When I was younger, I blended in with the crowd. There was nothing special about my appearance. In fact, some that were standing along side me were taller, stronger, brighter, more attractive and more productive. In a sea of faces just like mine, there was no outward characteristic that drew any eyes specifically to me. I was overlooked by the world. Ignored. Passed up. I would often see those around me chosen and I would wonder "why not me? When will my day come?"
Years and years went by, and most everyone I grew up with had gone on to do different things with their lives. Some built homes and supported families. Others built businesses and various successful ventures. There were even a few that kept company with criminals. I heard story after story of the fate of my friends and kin, and good or bad-- I was envious of their lives. I looked at how little I had accomplished in my life and it was devastating. I've always stood as tall as I could. I've always tried my hardest. Why am I not good enough to have a story of my own?
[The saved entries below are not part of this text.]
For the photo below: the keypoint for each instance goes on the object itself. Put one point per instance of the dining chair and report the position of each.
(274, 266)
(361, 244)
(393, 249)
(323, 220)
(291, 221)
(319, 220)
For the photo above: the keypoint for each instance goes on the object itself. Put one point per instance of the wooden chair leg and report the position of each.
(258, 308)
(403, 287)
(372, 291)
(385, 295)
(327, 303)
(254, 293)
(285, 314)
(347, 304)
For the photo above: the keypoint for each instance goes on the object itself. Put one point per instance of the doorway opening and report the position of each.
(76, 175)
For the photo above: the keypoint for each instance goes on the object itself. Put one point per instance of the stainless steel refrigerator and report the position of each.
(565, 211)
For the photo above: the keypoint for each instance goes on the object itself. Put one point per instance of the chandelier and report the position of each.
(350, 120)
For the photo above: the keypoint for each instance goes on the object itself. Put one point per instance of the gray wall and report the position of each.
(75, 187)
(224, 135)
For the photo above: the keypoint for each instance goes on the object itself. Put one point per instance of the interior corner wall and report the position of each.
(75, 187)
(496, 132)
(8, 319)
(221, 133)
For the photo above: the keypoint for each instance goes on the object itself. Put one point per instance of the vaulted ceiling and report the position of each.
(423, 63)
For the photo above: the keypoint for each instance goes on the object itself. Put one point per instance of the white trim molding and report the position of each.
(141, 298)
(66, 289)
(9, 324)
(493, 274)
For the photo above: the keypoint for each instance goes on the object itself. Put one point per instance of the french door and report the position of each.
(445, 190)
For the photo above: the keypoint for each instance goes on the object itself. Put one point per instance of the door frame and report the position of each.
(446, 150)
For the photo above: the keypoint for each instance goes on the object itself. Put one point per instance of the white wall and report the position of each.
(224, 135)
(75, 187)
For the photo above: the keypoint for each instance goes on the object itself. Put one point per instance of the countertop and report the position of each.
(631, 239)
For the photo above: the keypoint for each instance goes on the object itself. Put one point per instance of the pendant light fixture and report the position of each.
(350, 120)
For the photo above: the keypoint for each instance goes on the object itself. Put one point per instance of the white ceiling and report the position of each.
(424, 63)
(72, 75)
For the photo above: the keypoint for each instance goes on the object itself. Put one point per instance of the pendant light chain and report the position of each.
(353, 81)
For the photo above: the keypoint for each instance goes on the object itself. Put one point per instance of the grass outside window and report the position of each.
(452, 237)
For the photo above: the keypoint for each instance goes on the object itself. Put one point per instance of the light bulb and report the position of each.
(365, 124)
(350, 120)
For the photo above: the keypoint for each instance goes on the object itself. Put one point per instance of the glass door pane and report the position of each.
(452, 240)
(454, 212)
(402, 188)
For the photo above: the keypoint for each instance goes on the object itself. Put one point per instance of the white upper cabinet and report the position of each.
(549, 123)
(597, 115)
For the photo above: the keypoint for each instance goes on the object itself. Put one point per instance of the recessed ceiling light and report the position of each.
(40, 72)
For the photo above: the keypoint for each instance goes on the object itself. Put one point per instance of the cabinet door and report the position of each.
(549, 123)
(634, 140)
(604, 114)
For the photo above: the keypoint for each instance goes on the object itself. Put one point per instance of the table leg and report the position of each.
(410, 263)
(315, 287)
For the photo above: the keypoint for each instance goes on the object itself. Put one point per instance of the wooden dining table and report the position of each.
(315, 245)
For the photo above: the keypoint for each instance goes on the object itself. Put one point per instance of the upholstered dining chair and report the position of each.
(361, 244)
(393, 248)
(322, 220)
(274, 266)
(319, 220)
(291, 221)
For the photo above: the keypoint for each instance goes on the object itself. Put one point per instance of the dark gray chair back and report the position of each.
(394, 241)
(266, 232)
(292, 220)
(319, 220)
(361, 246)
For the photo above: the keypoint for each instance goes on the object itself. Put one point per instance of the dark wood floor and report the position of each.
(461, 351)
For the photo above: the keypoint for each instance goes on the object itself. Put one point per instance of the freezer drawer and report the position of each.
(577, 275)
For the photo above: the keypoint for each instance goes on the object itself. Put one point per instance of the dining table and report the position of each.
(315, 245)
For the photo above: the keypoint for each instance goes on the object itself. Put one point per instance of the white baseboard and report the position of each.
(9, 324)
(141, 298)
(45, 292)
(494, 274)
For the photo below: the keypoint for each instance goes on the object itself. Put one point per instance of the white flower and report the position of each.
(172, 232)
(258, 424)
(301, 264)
The years trickled by, and in more and more ways, I felt so alone. I was way out in the middle of nowhere-- drowning in a sea of loneliness and desperation. I had all but given up. So when those intimidators showed up to kick me when I was down, I let them have their way. They beat me and cut me down. I did not have the strength to fight back, so I accepted my fate at the hands of these evil doers. I fell to the ground with a thunderous roar. They didn't stop there. Once I was down they destroyed me limb by limb.
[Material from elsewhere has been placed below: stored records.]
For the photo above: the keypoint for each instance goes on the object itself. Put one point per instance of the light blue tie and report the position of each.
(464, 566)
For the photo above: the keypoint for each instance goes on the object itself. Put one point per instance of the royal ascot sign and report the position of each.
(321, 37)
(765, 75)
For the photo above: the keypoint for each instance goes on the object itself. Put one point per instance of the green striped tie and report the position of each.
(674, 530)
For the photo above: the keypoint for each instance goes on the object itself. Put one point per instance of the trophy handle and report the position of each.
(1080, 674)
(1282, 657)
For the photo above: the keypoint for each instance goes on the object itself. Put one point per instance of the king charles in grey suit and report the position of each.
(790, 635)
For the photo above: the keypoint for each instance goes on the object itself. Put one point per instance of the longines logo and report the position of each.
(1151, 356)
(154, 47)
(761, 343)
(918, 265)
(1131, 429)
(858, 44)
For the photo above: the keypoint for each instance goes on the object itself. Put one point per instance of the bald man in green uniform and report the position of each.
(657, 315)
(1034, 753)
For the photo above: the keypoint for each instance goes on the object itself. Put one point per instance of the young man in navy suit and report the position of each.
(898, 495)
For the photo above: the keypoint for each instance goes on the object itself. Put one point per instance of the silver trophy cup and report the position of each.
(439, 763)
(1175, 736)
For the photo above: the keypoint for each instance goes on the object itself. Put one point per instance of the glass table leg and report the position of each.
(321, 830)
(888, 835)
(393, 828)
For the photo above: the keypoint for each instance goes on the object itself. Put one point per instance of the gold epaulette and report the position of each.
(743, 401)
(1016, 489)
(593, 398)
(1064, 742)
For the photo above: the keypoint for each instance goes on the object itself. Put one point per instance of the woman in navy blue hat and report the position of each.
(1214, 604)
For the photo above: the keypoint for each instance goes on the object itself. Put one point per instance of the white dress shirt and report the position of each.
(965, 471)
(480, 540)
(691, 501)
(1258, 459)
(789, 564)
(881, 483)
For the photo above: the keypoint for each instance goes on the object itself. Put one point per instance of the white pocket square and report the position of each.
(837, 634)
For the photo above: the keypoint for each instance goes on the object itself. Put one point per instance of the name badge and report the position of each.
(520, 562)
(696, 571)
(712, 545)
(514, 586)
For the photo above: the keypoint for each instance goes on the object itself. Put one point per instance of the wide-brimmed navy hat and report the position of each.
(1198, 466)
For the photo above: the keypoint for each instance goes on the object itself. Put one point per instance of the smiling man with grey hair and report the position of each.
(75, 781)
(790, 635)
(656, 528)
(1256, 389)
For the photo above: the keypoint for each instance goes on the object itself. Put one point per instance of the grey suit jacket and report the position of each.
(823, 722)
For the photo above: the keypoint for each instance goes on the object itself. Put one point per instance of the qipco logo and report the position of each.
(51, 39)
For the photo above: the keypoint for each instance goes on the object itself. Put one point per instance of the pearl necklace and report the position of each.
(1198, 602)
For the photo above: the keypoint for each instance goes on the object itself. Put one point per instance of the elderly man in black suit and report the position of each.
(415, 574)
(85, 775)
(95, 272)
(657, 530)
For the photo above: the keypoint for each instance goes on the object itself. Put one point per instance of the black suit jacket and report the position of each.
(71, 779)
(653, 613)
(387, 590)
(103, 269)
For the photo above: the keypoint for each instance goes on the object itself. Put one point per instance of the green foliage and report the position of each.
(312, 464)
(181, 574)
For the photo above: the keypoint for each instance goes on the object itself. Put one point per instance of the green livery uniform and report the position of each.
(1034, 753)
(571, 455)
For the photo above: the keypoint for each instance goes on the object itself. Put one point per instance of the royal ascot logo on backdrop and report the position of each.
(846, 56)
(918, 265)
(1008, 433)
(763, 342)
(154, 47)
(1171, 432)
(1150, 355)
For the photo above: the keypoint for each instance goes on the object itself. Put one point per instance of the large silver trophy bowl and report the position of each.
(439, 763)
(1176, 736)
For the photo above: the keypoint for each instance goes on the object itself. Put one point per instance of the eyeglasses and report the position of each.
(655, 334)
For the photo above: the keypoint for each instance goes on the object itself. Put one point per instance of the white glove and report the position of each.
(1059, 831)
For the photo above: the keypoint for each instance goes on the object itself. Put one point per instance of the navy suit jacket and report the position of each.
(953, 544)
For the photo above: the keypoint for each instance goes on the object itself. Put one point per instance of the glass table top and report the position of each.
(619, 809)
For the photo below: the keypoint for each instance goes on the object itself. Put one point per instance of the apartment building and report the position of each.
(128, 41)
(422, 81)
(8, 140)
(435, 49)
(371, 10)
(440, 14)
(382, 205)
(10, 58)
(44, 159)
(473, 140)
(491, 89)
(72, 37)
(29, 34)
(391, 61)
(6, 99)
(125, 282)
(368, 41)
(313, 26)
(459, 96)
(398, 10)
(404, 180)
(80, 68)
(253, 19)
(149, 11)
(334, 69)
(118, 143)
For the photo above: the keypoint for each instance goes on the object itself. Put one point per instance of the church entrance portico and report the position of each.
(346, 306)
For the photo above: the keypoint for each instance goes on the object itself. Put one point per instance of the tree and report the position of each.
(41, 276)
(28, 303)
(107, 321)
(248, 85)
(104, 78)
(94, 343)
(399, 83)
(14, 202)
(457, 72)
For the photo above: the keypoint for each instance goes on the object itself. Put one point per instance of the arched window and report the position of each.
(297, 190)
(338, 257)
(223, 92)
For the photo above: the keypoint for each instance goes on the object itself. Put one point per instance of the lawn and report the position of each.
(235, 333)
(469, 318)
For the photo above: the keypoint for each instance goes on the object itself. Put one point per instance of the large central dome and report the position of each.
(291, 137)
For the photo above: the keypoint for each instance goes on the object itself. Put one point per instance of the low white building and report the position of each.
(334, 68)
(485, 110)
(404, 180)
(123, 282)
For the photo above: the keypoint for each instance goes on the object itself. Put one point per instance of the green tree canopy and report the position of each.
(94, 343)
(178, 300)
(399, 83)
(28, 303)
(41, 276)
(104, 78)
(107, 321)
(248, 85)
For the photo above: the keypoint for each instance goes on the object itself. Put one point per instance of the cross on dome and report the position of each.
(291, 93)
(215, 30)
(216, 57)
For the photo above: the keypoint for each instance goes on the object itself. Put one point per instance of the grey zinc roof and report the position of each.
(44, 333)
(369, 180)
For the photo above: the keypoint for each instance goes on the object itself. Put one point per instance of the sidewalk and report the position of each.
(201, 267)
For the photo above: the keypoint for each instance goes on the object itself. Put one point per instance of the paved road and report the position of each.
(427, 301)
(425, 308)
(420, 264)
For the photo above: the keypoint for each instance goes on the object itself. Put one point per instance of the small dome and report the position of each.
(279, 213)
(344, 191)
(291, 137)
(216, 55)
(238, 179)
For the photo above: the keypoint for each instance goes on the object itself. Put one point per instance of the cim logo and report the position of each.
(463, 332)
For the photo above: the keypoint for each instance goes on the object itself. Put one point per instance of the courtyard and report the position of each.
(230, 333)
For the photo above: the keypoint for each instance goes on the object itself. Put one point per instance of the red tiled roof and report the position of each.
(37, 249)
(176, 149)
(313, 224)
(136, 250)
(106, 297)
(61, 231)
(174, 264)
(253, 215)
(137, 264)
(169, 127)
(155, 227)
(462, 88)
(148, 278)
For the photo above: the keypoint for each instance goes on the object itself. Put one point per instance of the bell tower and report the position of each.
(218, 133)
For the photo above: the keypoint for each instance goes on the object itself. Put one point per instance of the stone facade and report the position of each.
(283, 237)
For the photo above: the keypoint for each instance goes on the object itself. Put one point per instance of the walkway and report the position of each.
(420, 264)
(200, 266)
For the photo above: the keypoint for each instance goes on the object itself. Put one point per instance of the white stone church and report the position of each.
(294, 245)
This was my lowest point in more ways than one. Lying there in a pile of rubble that once was "me", I cried. I cried and cried and cried. The pain was unbearable! The devastation! The disappointment! A lifetime wasted! I yelled out to the heavens and begged for forgiveness for the failure that was me. Then I blacked out from the excruciating sting in my heart.
When I awoke, something was happening...
It was hard to make out, but Someone was carrying me. There were crowds gathered on either side and some were yelling angrily and chanting obscenities and others were crying and praying aloud. I noticed the Man that was carrying me, He was covered in blood and He seemed to be in pain. He had His arms wrapped around me tight and He refused to let me go. I wondered to myself what was driving Him.... What internal force pushed Him to keep putting one foot in front of the other? That same driving force that is allowing Him to support the burden of my weight even with His body in such physical despair. I had never seen this Man, but I knew this Man. Something deep inside, a feeling I can't quite explain, revealed to me that this was the natural order of things...
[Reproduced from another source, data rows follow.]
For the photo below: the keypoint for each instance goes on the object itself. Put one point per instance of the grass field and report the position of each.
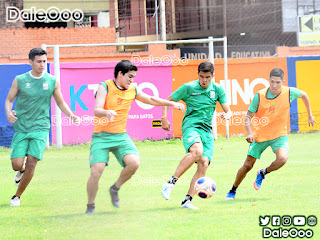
(53, 205)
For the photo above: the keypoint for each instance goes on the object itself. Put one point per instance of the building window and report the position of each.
(124, 9)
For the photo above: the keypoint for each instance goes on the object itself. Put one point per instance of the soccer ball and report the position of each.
(205, 187)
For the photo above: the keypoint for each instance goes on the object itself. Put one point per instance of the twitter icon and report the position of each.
(264, 221)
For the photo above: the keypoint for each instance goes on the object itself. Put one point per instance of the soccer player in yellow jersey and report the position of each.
(272, 104)
(113, 101)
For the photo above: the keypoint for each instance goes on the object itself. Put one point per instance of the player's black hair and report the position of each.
(124, 66)
(277, 72)
(206, 67)
(36, 52)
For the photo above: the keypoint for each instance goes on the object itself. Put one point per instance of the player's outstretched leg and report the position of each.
(241, 174)
(231, 195)
(90, 208)
(18, 164)
(188, 204)
(260, 176)
(96, 171)
(15, 201)
(168, 187)
(114, 196)
(131, 163)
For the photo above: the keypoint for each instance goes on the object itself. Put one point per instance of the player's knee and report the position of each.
(282, 160)
(133, 162)
(16, 166)
(96, 172)
(247, 166)
(31, 164)
(196, 153)
(203, 163)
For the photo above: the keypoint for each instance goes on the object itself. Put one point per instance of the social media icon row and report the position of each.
(298, 220)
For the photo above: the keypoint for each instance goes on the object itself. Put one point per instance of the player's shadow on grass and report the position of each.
(5, 205)
(237, 200)
(65, 216)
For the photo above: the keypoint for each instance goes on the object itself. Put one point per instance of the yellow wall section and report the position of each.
(308, 80)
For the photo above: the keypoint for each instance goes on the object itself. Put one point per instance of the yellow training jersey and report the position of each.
(119, 101)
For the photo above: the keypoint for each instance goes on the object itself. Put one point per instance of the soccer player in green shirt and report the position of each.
(33, 91)
(200, 97)
(273, 104)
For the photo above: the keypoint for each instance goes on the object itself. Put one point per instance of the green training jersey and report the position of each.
(201, 103)
(33, 102)
(294, 94)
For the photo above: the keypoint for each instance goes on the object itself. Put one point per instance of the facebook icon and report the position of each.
(276, 221)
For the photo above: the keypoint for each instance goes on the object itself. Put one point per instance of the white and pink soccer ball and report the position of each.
(205, 187)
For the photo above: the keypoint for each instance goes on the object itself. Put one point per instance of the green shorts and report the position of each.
(256, 149)
(32, 143)
(198, 135)
(120, 144)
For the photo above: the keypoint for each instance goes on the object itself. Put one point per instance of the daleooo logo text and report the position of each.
(284, 233)
(52, 14)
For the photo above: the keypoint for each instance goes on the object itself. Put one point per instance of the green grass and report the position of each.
(53, 205)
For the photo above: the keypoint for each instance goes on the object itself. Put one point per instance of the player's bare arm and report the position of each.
(13, 92)
(306, 102)
(145, 98)
(249, 116)
(227, 111)
(99, 111)
(62, 104)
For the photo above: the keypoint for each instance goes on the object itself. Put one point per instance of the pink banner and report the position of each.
(79, 82)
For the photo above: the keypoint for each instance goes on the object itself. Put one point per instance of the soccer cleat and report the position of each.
(17, 177)
(114, 197)
(90, 209)
(231, 196)
(166, 190)
(189, 205)
(15, 201)
(258, 182)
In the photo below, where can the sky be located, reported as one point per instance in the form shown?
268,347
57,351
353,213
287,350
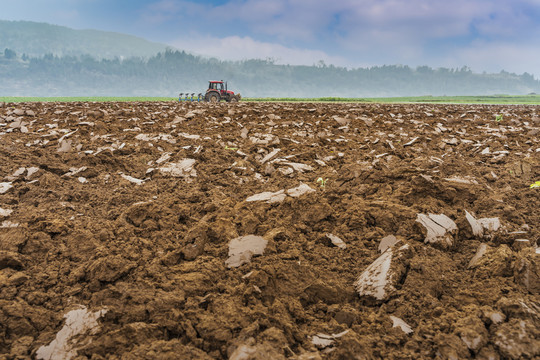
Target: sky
485,35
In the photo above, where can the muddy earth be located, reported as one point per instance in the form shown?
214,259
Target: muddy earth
166,230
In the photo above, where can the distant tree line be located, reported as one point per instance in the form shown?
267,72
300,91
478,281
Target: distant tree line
170,72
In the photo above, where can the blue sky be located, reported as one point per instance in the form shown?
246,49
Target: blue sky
486,35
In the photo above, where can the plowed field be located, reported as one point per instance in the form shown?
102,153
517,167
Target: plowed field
117,223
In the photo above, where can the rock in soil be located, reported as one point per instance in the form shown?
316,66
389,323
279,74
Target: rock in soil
132,207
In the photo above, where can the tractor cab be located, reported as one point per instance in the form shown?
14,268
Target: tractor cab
217,91
217,85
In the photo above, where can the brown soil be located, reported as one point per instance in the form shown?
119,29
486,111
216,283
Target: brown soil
154,255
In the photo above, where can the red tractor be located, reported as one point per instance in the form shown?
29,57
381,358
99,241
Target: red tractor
217,91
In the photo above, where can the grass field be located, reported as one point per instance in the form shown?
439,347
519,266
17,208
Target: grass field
492,99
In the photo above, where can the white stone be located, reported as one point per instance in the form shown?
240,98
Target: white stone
299,167
336,241
64,346
5,212
132,179
9,224
373,280
439,228
299,190
270,155
479,253
242,248
324,340
397,322
31,171
183,168
490,224
269,197
387,242
64,146
4,187
379,279
477,228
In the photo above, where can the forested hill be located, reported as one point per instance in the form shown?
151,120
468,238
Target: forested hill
47,60
171,72
38,39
I felt that this Man was always intended to relieve me of myself, and embrace me, and carry me.
When we reached our destination, I was laid upon the ground. The same hard hearts that had torn me apart, laid my Carrier upon me. His body was exhausted and it draped over me. Then, nail by nail, He and I became one. I felt His blood saturate me. It was a feeling like no other. His blood covered me and wrapped around my heart and soul.
Then, together, we were stood up to face the ugly world. His body was hanging on what was left of my branches. His physical strength was gone... But I could feel His spirit inside me. With His remaining strength, He called out to His Father:
"It is done".
And then that Man, that is like no other, breathed His last.
I was mourning for this carrier of mine, this lover of me, this savior of my heart...
Then suddenly, an old familiar feeling made its way back into my heart.
A feeling that the world had stripped from me over a lifetime of pain and loneliness.
A feeling that, I now know, came from this man all along...
I know that I AM special... I know that I AM set apart... And I know that I AM chosen...
My unique story unfolded in just the way it was supposed to.
After a lifetime of searching, I have realized my destiny...
See, I really was made for greatness...
I was made to bear Jesus for the world to see.